Cranberry Upside-Down Cake
- Reviews 2
Ready In: 1 hr 30 mins
Serves: 6
Ingredients
Topping
- 4 tablespoons unsalted butter
- 3⁄4 cup packed brown sugar
- 2 3⁄4 cups fresh cranberries
- 1⁄4 cup orange juice
Batter
- 1 1⁄2 cups all-purpose flour
- 2 teaspoons baking powder
- 1⁄4 teaspoon salt
- 1⁄4 lb unsalted butter, room temperature
- 1 cup sugar
- 1 teaspoon vanilla extract
- 2 eggs, separated
- 1⁄2 cup whole milk
- 1⁄4 teaspoon cream of tartar
Directions
- Use a 9-inch round or 8-inch square cake pan with 3-inch sides.
- To make cake topping, place the butter and brown sugar in the cake pan. Place the pan on a stovetop burner over low heat and melt, stirring with a wooden spoon. When the mixture begins to caramelize, turning a slightly darker shade of brown, remove from the heat and let cool. Scatter the cranberries evenly in the bottom of the pan and drizzle in the orange juice. Set aside.
- Preheat the oven to 350 degrees.
- To make the cake batter, sift the flour, baking powder, and salt into a bowl.
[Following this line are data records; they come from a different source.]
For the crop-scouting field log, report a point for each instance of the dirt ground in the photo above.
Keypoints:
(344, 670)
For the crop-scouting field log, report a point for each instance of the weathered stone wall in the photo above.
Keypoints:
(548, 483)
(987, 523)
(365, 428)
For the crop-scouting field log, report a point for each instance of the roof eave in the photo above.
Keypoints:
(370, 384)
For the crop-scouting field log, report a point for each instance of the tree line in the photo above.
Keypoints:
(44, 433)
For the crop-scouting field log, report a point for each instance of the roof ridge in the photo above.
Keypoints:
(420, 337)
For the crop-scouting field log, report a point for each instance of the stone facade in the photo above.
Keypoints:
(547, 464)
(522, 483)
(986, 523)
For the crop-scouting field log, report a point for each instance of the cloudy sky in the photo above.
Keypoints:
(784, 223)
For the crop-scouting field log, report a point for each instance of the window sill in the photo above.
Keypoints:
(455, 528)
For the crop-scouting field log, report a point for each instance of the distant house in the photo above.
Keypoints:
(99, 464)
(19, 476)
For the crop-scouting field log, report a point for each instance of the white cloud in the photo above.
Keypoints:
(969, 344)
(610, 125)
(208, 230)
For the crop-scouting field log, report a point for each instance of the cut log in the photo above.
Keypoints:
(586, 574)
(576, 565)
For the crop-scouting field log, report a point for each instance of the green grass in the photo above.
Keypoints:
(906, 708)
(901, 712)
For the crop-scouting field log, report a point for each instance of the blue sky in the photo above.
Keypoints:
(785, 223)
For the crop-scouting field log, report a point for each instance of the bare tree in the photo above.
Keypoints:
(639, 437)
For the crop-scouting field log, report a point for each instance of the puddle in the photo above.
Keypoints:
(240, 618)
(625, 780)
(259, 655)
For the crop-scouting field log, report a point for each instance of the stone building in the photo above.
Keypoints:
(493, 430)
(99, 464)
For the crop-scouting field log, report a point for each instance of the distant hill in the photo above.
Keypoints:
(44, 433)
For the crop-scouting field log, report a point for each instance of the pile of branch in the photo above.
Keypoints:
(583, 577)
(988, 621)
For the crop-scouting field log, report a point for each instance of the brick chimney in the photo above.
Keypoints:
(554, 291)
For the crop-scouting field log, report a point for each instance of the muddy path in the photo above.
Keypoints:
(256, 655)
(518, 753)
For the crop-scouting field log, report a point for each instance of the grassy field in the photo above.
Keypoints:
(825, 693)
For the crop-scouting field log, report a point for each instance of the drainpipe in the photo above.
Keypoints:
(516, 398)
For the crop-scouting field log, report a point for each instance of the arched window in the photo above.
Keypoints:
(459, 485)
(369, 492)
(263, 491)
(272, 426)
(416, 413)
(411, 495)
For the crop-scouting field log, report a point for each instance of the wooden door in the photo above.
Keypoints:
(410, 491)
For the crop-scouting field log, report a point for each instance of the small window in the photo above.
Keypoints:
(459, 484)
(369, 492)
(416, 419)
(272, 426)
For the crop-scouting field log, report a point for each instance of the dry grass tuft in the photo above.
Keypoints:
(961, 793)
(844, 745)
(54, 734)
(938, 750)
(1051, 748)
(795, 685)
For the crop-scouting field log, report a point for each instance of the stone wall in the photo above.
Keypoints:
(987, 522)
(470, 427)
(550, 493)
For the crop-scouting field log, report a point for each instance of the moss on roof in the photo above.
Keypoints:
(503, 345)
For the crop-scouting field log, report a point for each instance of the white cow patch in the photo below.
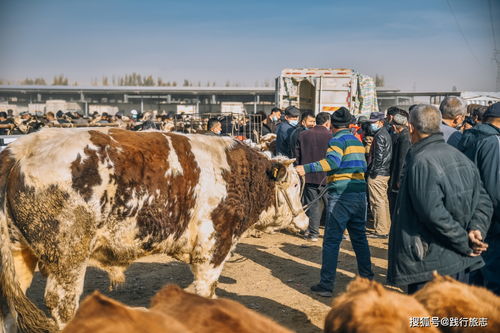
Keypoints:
(175, 167)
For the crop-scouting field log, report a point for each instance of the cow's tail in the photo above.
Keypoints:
(28, 317)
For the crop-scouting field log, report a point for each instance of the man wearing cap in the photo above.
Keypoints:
(285, 130)
(443, 211)
(453, 110)
(311, 147)
(345, 166)
(5, 124)
(379, 171)
(485, 153)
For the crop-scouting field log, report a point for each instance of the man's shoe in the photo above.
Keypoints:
(377, 236)
(311, 238)
(319, 290)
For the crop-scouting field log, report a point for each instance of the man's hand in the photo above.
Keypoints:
(300, 170)
(476, 243)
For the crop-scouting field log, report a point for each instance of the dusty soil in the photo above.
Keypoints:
(271, 275)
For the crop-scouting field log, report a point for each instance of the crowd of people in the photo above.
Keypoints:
(429, 178)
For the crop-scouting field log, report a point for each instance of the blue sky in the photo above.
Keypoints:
(414, 44)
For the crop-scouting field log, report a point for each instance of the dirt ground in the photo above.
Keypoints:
(271, 275)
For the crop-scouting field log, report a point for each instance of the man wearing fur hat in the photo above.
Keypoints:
(345, 166)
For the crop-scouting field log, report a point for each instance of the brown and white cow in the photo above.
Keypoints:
(73, 198)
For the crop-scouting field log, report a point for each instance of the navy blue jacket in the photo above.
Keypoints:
(284, 132)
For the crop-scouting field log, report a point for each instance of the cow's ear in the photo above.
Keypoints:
(277, 171)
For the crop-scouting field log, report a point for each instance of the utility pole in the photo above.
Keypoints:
(497, 60)
(496, 52)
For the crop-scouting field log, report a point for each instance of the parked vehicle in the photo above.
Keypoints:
(326, 90)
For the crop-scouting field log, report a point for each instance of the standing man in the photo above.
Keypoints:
(214, 127)
(345, 165)
(453, 110)
(399, 149)
(485, 153)
(378, 175)
(269, 123)
(284, 131)
(443, 211)
(307, 121)
(311, 147)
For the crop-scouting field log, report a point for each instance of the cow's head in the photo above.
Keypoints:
(286, 209)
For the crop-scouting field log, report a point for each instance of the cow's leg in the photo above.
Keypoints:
(205, 278)
(63, 292)
(24, 263)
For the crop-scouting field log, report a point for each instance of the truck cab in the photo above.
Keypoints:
(326, 90)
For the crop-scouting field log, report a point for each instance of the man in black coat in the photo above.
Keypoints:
(285, 130)
(379, 165)
(400, 146)
(311, 147)
(484, 151)
(442, 211)
(307, 121)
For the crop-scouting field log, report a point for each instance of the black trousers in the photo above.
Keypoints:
(315, 213)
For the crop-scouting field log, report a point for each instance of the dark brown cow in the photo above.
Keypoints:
(367, 307)
(100, 314)
(172, 310)
(72, 198)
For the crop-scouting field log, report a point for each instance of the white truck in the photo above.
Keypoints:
(326, 90)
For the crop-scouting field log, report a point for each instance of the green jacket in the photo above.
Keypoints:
(441, 198)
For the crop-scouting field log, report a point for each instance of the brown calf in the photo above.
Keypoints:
(172, 310)
(368, 307)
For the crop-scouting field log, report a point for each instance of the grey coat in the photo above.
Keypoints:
(440, 200)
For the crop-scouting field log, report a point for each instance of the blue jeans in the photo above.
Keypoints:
(346, 210)
(311, 192)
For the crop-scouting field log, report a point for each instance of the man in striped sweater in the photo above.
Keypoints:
(345, 166)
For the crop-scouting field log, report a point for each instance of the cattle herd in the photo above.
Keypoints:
(73, 198)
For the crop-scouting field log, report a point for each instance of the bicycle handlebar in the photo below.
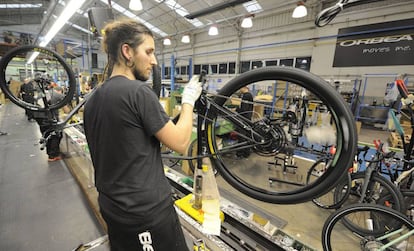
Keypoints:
(327, 15)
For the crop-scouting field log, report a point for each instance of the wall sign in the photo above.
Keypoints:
(383, 44)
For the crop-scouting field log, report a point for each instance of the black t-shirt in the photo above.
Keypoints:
(120, 121)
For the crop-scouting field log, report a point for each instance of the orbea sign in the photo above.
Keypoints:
(383, 44)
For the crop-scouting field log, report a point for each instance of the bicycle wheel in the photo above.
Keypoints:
(42, 66)
(337, 237)
(278, 130)
(380, 191)
(328, 200)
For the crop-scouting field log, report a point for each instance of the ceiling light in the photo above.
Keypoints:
(167, 41)
(213, 31)
(135, 5)
(66, 14)
(185, 39)
(300, 10)
(247, 22)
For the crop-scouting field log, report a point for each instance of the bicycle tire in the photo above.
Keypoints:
(329, 200)
(341, 117)
(344, 238)
(192, 151)
(22, 50)
(389, 195)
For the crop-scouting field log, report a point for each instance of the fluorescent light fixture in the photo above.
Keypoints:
(213, 31)
(185, 39)
(20, 6)
(135, 5)
(33, 57)
(247, 22)
(253, 7)
(66, 14)
(180, 10)
(167, 41)
(129, 14)
(300, 11)
(75, 26)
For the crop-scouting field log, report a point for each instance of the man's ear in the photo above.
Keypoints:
(126, 51)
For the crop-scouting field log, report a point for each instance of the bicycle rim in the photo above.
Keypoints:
(337, 237)
(47, 67)
(330, 200)
(380, 191)
(255, 175)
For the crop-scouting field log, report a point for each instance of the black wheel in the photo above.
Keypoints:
(41, 66)
(192, 151)
(328, 200)
(380, 191)
(374, 219)
(278, 130)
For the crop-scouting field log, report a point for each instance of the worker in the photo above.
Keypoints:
(124, 124)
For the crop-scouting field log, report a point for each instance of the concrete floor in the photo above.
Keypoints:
(43, 208)
(41, 204)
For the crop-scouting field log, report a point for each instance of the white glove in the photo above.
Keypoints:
(191, 91)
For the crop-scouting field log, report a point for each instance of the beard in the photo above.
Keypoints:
(139, 75)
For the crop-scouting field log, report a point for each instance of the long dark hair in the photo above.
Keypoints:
(117, 33)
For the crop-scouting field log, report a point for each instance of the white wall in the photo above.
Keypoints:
(279, 36)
- In a large mixing bowl, cream together the butter and sugar until pale and creamy. Mix in vanilla.
- Add the egg yolks one at a time, scraping down the bowl after each addition.
- Gradually add the dry ingredients and the milk in stages finishing with the last of the dry ingredients.
- In another mixing bowl, whisk together the egg whites and cream of tartar.
- Beat the whites until they form firm peaks. Fold into the batter in two batches.
- Pour batter over topping in baking pan and bake until the top is golden and the cake pulls away from the sides of the pan, about 50-60 minutes.
- Serve with lightly sweetened whipped cream flavored with a little orange liqueur.